Written with precision, delicacy and personal recollection, Sightlines invites us to pause and look afresh at our surroundings.


Reviews

The Sunday Times: Helen Davies

“A haunting new ­collection from one of our finest nature writers … There are piquant descriptions that stop you in your tracks — seals singing “loopy psalms of deliverance”; icebergs looking “as lifeless as cathedral spires” and smelling “of nothing but colossal, witless indifference” — but the real power of the writing derives from the steady increment of detail and the honesty of her responses to the natural world…. Throughout, she displays an enviable capacity to simply sit still, and — through the sheer force of her descriptions — render “nothingness” into something quite spellbinding. Her style is part travelogue, part memoir, part prose-poem and also part reportage: she befriends the right sort of interesting people, from the man in a lane near her Fife home, to skippers on the small boats that help her reach remote outposts.” Helen Davies, Sunday Times

The Sunday Telegraph: Philip Hoare

“Kathleen Jamie, the Scottish poet, has written a book that transcends the defitnition of nature study … Sightlines is a work of intense purity and quiet genius and we’re lucky to have it.”

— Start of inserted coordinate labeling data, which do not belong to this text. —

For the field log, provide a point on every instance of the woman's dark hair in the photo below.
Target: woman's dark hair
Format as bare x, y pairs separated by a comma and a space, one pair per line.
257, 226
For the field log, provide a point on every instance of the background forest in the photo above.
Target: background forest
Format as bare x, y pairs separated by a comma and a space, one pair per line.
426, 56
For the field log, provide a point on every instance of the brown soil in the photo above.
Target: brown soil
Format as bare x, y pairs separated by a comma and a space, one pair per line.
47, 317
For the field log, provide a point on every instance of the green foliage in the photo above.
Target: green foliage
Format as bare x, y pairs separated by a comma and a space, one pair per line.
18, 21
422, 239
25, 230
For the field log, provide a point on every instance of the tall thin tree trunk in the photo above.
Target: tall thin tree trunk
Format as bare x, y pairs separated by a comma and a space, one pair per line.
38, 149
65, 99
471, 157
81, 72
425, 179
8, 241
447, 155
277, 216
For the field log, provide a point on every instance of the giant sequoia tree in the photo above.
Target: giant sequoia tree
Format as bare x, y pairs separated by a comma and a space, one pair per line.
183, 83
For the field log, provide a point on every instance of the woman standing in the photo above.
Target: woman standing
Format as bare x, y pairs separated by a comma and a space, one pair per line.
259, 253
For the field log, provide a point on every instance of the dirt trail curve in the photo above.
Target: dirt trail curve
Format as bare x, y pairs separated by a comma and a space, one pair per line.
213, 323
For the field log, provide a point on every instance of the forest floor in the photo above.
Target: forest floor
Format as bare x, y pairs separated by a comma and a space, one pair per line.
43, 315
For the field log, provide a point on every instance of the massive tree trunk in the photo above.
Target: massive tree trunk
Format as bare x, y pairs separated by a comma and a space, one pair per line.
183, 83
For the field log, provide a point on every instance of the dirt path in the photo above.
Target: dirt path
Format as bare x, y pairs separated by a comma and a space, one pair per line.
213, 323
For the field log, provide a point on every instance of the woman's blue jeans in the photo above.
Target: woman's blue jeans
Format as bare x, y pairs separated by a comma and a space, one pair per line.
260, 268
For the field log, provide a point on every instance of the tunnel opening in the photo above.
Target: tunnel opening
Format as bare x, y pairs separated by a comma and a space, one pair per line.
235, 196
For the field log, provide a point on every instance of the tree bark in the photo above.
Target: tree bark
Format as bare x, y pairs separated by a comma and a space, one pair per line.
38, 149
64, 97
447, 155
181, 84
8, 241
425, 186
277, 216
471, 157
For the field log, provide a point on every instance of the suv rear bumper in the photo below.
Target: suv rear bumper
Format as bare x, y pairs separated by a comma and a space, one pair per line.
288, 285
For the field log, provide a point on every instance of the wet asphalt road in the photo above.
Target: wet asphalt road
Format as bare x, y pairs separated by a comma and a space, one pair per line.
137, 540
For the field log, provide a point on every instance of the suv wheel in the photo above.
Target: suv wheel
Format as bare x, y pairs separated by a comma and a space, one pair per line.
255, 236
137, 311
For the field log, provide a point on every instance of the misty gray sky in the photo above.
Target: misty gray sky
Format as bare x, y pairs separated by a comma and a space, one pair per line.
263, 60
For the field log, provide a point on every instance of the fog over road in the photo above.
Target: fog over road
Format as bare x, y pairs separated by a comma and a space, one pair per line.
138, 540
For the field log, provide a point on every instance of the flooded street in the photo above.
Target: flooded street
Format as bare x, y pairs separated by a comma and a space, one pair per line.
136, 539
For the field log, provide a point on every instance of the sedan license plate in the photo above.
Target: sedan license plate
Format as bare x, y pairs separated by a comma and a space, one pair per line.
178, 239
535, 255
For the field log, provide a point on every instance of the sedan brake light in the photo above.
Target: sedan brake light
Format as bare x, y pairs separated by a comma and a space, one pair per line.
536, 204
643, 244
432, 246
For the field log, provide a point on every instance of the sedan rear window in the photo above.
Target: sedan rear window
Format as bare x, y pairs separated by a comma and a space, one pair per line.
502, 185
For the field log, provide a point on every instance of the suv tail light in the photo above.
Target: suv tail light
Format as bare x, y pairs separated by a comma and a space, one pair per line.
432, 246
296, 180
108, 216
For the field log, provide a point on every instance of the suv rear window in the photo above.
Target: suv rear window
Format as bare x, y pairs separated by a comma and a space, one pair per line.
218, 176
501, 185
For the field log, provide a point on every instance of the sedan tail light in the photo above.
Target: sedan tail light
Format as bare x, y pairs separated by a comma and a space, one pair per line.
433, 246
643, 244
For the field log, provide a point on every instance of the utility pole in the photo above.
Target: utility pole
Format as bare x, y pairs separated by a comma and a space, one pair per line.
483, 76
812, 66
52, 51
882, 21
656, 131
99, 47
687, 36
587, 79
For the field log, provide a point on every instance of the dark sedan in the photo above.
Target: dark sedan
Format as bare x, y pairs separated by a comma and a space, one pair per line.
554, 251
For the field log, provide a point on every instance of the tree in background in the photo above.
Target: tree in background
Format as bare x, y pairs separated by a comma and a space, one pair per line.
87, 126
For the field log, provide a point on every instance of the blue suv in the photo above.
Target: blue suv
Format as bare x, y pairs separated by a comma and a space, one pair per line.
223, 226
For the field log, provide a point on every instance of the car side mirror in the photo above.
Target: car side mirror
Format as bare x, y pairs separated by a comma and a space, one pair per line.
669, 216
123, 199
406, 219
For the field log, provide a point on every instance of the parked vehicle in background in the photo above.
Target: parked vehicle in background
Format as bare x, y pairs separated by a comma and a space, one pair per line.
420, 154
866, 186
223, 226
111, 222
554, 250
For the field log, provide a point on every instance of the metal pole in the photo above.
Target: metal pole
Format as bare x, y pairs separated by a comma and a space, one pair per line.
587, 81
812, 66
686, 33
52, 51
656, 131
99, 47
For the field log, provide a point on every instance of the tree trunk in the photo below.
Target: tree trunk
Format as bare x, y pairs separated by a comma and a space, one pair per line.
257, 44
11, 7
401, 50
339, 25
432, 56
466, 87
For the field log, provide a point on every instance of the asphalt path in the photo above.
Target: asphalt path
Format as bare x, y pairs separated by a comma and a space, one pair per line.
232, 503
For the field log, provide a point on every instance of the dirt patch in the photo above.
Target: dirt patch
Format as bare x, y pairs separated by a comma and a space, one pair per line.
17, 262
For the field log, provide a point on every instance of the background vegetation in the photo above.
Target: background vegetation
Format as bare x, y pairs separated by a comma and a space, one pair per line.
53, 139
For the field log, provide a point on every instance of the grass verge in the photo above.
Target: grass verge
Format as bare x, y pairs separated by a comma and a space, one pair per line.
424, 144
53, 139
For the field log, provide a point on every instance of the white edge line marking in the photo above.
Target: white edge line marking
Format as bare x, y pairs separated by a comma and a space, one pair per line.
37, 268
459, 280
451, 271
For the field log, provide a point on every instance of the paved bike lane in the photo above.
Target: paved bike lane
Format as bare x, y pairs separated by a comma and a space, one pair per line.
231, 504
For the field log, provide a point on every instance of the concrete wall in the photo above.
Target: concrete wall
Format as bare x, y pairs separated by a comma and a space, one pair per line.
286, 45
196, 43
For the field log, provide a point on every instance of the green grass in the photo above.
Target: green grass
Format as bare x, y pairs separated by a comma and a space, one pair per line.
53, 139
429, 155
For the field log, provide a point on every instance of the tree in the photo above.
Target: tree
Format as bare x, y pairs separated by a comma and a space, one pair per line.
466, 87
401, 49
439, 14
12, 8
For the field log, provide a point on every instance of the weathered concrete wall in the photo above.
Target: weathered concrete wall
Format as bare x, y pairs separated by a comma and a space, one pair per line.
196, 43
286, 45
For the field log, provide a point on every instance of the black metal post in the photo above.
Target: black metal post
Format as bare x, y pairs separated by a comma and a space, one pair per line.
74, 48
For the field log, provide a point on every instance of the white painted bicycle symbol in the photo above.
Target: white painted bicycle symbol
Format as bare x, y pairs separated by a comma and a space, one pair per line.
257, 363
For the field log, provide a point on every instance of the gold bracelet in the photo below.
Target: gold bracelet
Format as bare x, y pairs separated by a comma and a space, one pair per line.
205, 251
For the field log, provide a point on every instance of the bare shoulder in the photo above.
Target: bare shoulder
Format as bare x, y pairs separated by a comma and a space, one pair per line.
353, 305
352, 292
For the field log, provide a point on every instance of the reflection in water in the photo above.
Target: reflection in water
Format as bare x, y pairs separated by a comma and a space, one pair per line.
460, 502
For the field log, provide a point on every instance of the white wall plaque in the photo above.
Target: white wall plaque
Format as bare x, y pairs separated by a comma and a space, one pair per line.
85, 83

The Saturday Telegraph: Adam Nicholson   
“Written in a way that nature-and-travel books are rarely written; coming to moments of poetic precision and acuity, but always set in a frame of ordinariness; repeatedly able, as she says of herself, to relish “the sense of carefully revealing something authentic . . . The whole book is an experiment in honesty.”

The Scotsman: Stuart Kelly 
“Exquisite  . . . There is such a precision, of both thinking and seeing, displayed in these works that you would have to be a very obtuse kind of reader not to realise that Jamie is a poet.”

A sorceress of the essay form. Never exotic, down to earth, she renders the indefinable to the reader’s ear. Hold her tangible words and they’ll take you places.